Bitnami’s mongodb-sharded Helm chart offers an out-of-the box infrastructure setup needed to host a sharded MongoDB instance and mainly creates the following Kubernetes objects :
For the shards, each of them is deployed through a StatefulSet. Each StatefulSet contains the replicas associated with each shard. For example, if you want to deploy 3 shards, each containing two [replica set] members, you would have in Kubernetes, 3 StatefulSet’s :
shard-0, shard-1, shard-2each of them containing 2 pods,data-0anddata-1which makes up for a total of 6 pods in the Kubernetes cluster for the shards.The config servers are also deployed through a unique StatefulSet managing all the config servers.
The routers are deployed through a unique Deployment, since they are stateless proccesses, managing all the mongos instances.
Finally, two Services are created :
A headless Service, which is used for the internal functionning of the sharded cluster in Kubernetes. For example, to perform a write operation, the routers need to know how to access to a particular shard pod. (for more information on headless Services, see the Kubernetes documentation)
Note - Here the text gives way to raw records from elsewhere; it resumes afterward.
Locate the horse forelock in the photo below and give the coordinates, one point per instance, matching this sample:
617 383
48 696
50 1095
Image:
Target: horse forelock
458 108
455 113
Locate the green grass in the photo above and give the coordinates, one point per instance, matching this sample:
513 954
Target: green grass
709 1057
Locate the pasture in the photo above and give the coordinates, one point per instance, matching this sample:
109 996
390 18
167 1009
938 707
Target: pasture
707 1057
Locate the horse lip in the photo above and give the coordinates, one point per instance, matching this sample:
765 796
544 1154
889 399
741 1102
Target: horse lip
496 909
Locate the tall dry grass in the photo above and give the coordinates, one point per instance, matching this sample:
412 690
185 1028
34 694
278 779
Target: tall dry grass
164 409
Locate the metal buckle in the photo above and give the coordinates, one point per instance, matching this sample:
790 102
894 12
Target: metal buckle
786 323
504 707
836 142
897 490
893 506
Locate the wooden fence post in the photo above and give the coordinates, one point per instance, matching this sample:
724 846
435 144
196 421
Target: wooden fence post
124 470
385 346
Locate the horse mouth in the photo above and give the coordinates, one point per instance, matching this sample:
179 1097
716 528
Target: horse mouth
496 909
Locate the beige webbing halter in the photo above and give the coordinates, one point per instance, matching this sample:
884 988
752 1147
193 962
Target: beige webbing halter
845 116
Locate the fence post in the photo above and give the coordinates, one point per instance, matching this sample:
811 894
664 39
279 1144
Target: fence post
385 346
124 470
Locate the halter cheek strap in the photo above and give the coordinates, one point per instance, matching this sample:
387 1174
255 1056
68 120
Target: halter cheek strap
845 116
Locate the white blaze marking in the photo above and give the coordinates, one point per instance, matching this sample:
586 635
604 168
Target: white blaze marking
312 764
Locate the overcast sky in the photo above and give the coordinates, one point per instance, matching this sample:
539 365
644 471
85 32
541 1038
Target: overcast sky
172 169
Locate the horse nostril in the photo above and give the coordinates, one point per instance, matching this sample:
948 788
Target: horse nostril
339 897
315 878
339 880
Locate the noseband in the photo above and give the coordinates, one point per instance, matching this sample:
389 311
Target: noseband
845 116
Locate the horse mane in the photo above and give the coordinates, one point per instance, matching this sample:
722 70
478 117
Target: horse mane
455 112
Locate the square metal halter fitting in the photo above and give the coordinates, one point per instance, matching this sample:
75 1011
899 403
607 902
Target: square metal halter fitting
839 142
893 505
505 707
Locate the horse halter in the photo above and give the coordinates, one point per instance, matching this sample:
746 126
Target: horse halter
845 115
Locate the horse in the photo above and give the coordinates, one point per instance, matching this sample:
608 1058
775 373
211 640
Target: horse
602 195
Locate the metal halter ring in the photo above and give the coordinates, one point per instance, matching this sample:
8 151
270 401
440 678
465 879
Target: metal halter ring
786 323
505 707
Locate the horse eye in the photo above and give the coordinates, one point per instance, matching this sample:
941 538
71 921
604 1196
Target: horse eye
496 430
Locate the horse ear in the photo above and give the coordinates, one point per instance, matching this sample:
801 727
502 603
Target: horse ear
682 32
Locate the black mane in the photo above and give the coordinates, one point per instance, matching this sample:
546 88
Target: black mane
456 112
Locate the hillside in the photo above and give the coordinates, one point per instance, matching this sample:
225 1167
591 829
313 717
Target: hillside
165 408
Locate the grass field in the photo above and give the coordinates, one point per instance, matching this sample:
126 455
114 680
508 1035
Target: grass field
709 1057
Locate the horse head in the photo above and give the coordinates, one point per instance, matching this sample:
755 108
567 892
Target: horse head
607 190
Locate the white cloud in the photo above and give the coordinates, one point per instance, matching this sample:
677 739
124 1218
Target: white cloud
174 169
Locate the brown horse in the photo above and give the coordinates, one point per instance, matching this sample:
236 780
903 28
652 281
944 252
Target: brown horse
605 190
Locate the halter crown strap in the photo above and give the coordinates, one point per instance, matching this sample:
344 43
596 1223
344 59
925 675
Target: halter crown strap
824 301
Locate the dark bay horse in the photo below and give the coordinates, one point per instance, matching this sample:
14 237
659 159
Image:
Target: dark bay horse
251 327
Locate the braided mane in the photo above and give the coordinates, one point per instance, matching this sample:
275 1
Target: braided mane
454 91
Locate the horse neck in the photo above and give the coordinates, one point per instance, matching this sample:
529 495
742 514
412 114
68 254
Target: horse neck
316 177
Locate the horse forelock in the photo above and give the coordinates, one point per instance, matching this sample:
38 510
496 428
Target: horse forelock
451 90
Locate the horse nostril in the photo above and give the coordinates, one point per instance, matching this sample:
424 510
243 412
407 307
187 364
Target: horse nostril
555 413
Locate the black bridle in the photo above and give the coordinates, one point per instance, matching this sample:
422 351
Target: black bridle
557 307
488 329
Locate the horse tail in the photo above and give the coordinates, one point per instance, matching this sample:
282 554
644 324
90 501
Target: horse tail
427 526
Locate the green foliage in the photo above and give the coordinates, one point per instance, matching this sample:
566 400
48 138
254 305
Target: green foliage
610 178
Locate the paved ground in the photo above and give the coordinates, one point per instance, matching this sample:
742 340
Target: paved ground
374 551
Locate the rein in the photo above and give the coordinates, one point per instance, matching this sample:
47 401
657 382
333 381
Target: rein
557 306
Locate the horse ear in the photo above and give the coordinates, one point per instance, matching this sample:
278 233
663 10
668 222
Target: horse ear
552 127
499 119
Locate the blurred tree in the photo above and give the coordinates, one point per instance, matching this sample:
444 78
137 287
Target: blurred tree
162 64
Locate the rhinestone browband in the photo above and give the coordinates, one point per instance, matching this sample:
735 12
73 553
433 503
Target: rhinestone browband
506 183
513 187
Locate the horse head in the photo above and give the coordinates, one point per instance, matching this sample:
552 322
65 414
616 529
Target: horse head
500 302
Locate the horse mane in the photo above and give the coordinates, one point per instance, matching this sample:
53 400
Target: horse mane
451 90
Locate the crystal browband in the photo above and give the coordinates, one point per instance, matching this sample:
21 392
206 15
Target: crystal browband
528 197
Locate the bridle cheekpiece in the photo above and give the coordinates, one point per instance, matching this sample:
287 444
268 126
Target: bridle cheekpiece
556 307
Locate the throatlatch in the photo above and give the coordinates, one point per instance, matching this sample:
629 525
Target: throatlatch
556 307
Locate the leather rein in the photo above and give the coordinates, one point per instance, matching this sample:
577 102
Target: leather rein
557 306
A “classical” Service, which is used by MongoDB clients to access a mongos instance.
References
For more information on how sharding works in MongoDB, check out their official sharding documentation
Backwards Compatibility
With ArmoniK Infrastructure (IMPORTANT)
Currently, the main concern on backwards incompatibility is about data persistency in MongoDB, as we haven’t focused on the possibility to pass down custom persistent volumes to the Helm release resource.
Which means that if your database contains data, if you want to upgrade the infrastructure version to deploy MongoDB (sharded or not doesn’t matter) with a Helm chart, one of these two situations will arise :
If you are using Persistent Volumes with a reclaim policy set to “Retain”, you will be able to keep your data but unable to automatically provide it to the new MongoDB pods freshly created by the Helm release.
Your data will be lost if you are using Persistent Volumes with a reclaim policy set to “Delete”, which is the default value with dynamic provisioning.
With ArmoniK
This refactoring would not be backward-compatible with previous versions of ArmoniK since we would prefer to not set default values for the Helm chart version. Which means that calls to this refactored MongoDB module must define the helm_chart_version parameter, which is not implemented in previous versions of ArmoniK.
With ArmoniK Core
This refactoring would be backward-compatible with previous versions of ArmoniK Core but would not be optimal in case of a sharded MongoDB instance, since these previous versions do not implement the database commands to enable sharding.
Security Implications
The unsharded Bitnami’s MongoDB Helm chart does not generate TLS certificate for clients. The sharded one does not seem to support TLS at all. Keep in mind that our deployment is still an example and could/should be different in a production environment to match with the security policies of each company.
Additionnaly, the sharded chart currently doesn’t provide a mechanism to create non-root users but workarounds are possible
Open Issues
Providing custom persistent volumes to the MongoDB Helm release deployed.
Full support of TLS for both charts.
Copyright/license
This document is placed in the public domain or under the CC0-1.0-Universal license, whichever is more permissive.